The lack of the objective information on the HUD operation (there were no flight tests of the unit carried out into the entire range of the operational G, including the negative ones; the impossibility to reproduce the real HUD readings in the progress of the accident flight, that is the image the pilot was watching with the consideration of his posture in the seat trough the stream video or at the FFS) did not allow making conclusion on its possible impact on the flight outcome.

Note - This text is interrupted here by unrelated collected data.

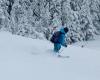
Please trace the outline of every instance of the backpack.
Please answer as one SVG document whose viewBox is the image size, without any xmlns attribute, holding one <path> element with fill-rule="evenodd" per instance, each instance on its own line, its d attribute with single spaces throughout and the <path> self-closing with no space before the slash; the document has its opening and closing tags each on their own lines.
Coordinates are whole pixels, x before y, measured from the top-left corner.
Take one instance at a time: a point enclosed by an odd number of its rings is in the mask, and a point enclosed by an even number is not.
<svg viewBox="0 0 100 80">
<path fill-rule="evenodd" d="M 60 31 L 56 31 L 56 32 L 52 35 L 50 41 L 51 41 L 52 43 L 58 43 L 58 39 L 59 39 L 60 34 L 61 34 Z"/>
</svg>

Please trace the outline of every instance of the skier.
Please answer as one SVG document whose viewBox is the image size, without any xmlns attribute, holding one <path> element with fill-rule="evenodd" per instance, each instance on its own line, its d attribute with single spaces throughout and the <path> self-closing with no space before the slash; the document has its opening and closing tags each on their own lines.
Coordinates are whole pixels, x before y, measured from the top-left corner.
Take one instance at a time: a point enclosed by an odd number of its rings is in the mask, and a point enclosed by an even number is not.
<svg viewBox="0 0 100 80">
<path fill-rule="evenodd" d="M 54 43 L 54 52 L 59 53 L 59 50 L 61 49 L 61 46 L 67 47 L 67 44 L 65 43 L 65 34 L 68 32 L 67 27 L 63 27 L 59 31 L 59 35 L 55 36 L 56 42 Z M 55 32 L 56 33 L 56 32 Z"/>
</svg>

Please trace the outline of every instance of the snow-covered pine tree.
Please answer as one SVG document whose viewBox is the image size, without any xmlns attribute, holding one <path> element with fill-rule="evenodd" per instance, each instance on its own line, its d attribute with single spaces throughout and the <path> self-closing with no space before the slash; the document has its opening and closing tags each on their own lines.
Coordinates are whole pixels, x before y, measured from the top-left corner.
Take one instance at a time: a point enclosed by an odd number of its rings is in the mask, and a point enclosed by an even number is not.
<svg viewBox="0 0 100 80">
<path fill-rule="evenodd" d="M 2 30 L 44 38 L 62 23 L 69 28 L 70 43 L 93 39 L 100 34 L 100 0 L 0 0 Z"/>
</svg>

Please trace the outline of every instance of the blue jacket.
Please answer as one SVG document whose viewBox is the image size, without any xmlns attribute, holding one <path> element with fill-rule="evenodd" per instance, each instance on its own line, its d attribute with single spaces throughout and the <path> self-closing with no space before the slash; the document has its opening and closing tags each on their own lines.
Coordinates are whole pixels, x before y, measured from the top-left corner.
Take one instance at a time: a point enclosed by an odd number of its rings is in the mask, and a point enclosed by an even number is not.
<svg viewBox="0 0 100 80">
<path fill-rule="evenodd" d="M 58 43 L 60 43 L 61 45 L 64 45 L 64 43 L 65 43 L 65 34 L 66 33 L 65 33 L 64 29 L 61 29 L 60 32 L 61 32 L 61 34 L 58 38 Z"/>
</svg>

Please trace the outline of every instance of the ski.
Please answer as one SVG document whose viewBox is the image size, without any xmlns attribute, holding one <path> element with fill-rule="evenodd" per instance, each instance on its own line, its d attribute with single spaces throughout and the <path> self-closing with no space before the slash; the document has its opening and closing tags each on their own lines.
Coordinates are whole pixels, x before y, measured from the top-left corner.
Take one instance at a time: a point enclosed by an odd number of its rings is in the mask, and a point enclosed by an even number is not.
<svg viewBox="0 0 100 80">
<path fill-rule="evenodd" d="M 58 55 L 59 58 L 70 58 L 70 56 Z"/>
</svg>

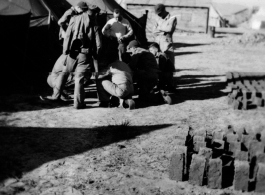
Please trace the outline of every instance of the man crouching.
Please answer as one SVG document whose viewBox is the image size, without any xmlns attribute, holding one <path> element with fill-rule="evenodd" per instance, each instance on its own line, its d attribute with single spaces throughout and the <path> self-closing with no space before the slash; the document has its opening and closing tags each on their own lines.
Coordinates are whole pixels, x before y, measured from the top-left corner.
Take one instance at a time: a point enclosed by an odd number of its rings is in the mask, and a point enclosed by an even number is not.
<svg viewBox="0 0 265 195">
<path fill-rule="evenodd" d="M 96 84 L 99 102 L 97 106 L 108 107 L 111 96 L 118 97 L 120 106 L 127 106 L 130 110 L 135 108 L 132 100 L 134 93 L 132 71 L 127 64 L 118 60 L 111 63 L 104 73 L 96 76 Z"/>
</svg>

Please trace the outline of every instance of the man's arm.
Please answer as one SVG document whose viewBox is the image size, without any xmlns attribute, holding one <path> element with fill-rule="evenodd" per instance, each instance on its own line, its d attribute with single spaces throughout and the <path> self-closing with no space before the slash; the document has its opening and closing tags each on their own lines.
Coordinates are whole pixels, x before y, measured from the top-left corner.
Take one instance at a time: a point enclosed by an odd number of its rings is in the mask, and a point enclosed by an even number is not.
<svg viewBox="0 0 265 195">
<path fill-rule="evenodd" d="M 111 75 L 111 72 L 108 69 L 108 70 L 101 71 L 101 72 L 94 72 L 94 74 L 92 75 L 92 77 L 90 79 L 104 79 L 110 75 Z"/>
<path fill-rule="evenodd" d="M 93 57 L 93 64 L 94 64 L 95 72 L 98 72 L 98 59 L 95 59 Z"/>
<path fill-rule="evenodd" d="M 71 17 L 74 15 L 74 13 L 75 13 L 74 8 L 71 7 L 71 8 L 68 9 L 68 10 L 64 13 L 64 15 L 59 19 L 59 21 L 58 21 L 58 25 L 59 25 L 60 27 L 62 27 L 62 29 L 63 29 L 64 31 L 66 31 L 67 26 L 68 26 L 68 23 L 69 23 Z"/>
<path fill-rule="evenodd" d="M 97 79 L 104 79 L 111 75 L 110 70 L 107 70 L 106 72 L 100 72 Z"/>
<path fill-rule="evenodd" d="M 153 26 L 153 29 L 152 29 L 154 34 L 160 32 L 157 28 L 158 28 L 158 22 L 154 21 L 154 26 Z"/>
<path fill-rule="evenodd" d="M 110 25 L 110 23 L 109 23 L 109 21 L 105 24 L 105 26 L 102 28 L 102 34 L 104 35 L 104 36 L 107 36 L 107 37 L 109 37 L 110 36 L 110 33 L 108 32 L 109 30 L 110 30 L 110 28 L 111 28 L 111 25 Z"/>
<path fill-rule="evenodd" d="M 159 70 L 164 71 L 167 65 L 167 58 L 163 55 L 160 55 L 158 58 Z"/>
<path fill-rule="evenodd" d="M 125 38 L 125 39 L 127 39 L 133 35 L 133 29 L 132 29 L 132 26 L 128 20 L 126 20 L 126 30 L 127 30 L 127 33 L 125 35 L 123 35 L 123 38 Z"/>
<path fill-rule="evenodd" d="M 176 25 L 177 25 L 177 18 L 175 16 L 172 16 L 171 18 L 163 22 L 160 26 L 158 26 L 157 29 L 162 32 L 170 33 L 175 30 Z"/>
<path fill-rule="evenodd" d="M 140 57 L 139 53 L 132 55 L 131 61 L 128 64 L 132 71 L 137 70 L 137 64 L 138 64 L 139 57 Z"/>
</svg>

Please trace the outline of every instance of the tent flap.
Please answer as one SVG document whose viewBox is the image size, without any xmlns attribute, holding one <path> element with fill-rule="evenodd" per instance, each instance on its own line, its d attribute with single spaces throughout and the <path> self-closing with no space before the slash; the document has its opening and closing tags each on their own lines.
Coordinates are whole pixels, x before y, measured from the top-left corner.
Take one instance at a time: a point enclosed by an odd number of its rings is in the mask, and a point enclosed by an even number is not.
<svg viewBox="0 0 265 195">
<path fill-rule="evenodd" d="M 23 15 L 30 12 L 29 0 L 1 0 L 0 15 Z"/>
</svg>

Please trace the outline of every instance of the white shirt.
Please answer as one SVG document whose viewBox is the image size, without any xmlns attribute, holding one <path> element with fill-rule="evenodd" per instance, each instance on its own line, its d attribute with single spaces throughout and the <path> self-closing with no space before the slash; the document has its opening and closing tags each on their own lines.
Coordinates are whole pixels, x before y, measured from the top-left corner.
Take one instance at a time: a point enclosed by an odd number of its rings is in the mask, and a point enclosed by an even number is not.
<svg viewBox="0 0 265 195">
<path fill-rule="evenodd" d="M 129 37 L 133 34 L 133 30 L 130 22 L 125 18 L 122 18 L 121 21 L 117 21 L 115 18 L 112 18 L 102 28 L 102 34 L 117 38 L 124 35 Z"/>
</svg>

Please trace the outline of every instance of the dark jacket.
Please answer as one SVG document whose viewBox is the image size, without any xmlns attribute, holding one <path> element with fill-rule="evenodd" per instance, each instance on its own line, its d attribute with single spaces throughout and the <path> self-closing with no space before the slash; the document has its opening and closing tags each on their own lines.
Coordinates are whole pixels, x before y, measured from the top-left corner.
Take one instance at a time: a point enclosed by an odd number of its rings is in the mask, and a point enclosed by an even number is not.
<svg viewBox="0 0 265 195">
<path fill-rule="evenodd" d="M 132 70 L 144 70 L 148 72 L 159 72 L 155 56 L 148 50 L 138 47 L 135 54 L 131 56 L 129 66 Z"/>
<path fill-rule="evenodd" d="M 70 50 L 79 49 L 79 52 L 87 50 L 88 54 L 94 56 L 95 59 L 97 58 L 96 35 L 90 17 L 91 12 L 89 10 L 72 16 L 63 42 L 63 54 L 67 55 Z M 75 48 L 73 48 L 74 42 L 78 43 L 75 44 Z"/>
</svg>

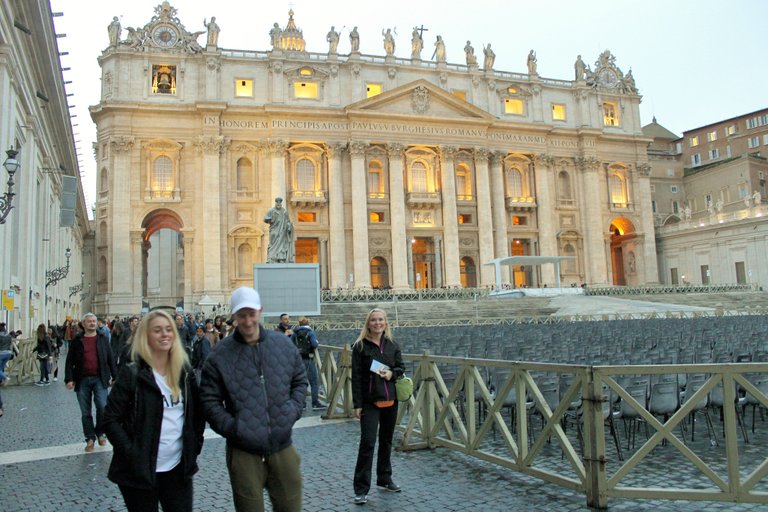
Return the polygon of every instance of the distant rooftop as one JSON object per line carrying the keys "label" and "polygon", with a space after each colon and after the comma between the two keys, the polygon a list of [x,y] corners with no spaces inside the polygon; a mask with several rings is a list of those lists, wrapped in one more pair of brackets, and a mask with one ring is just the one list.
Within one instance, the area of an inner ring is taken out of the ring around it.
{"label": "distant rooftop", "polygon": [[656,116],[653,116],[653,121],[650,124],[643,126],[643,135],[654,139],[664,140],[675,140],[680,138],[678,135],[672,133],[657,123]]}

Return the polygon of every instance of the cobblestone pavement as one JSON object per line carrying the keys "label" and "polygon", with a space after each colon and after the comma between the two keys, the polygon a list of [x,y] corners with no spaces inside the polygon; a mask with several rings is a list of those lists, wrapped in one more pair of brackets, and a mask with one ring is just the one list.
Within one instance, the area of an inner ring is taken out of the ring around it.
{"label": "cobblestone pavement", "polygon": [[[109,446],[83,452],[74,393],[62,382],[2,389],[0,503],[14,511],[123,511],[117,486],[106,478]],[[748,415],[751,420],[751,416]],[[766,430],[760,421],[758,429]],[[716,424],[717,425],[717,424]],[[372,489],[366,508],[352,504],[352,471],[358,441],[355,421],[326,422],[308,413],[295,430],[302,456],[304,510],[347,511],[549,511],[589,510],[584,496],[447,449],[393,454],[398,494]],[[195,477],[195,509],[233,510],[224,463],[224,440],[207,435]],[[702,435],[702,437],[706,437]],[[766,438],[755,439],[764,456]],[[553,460],[560,459],[553,448]],[[653,466],[664,465],[665,448]],[[653,470],[654,468],[652,468]],[[677,479],[686,481],[685,473]],[[610,499],[611,510],[768,510],[765,505]]]}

At the same time the investigation team is of the opinion that the specific features of the HUD indication and display in conditions existed during final phase of the accident flight (severe turbulence, the aircraft upset encounter with the resulting negative G, the significant difference between the actual and the target flight path) that generally do not occur under conditions of the standard simulator sessions, could have affected the situational awareness of the PIC, having been in the highly stressed state.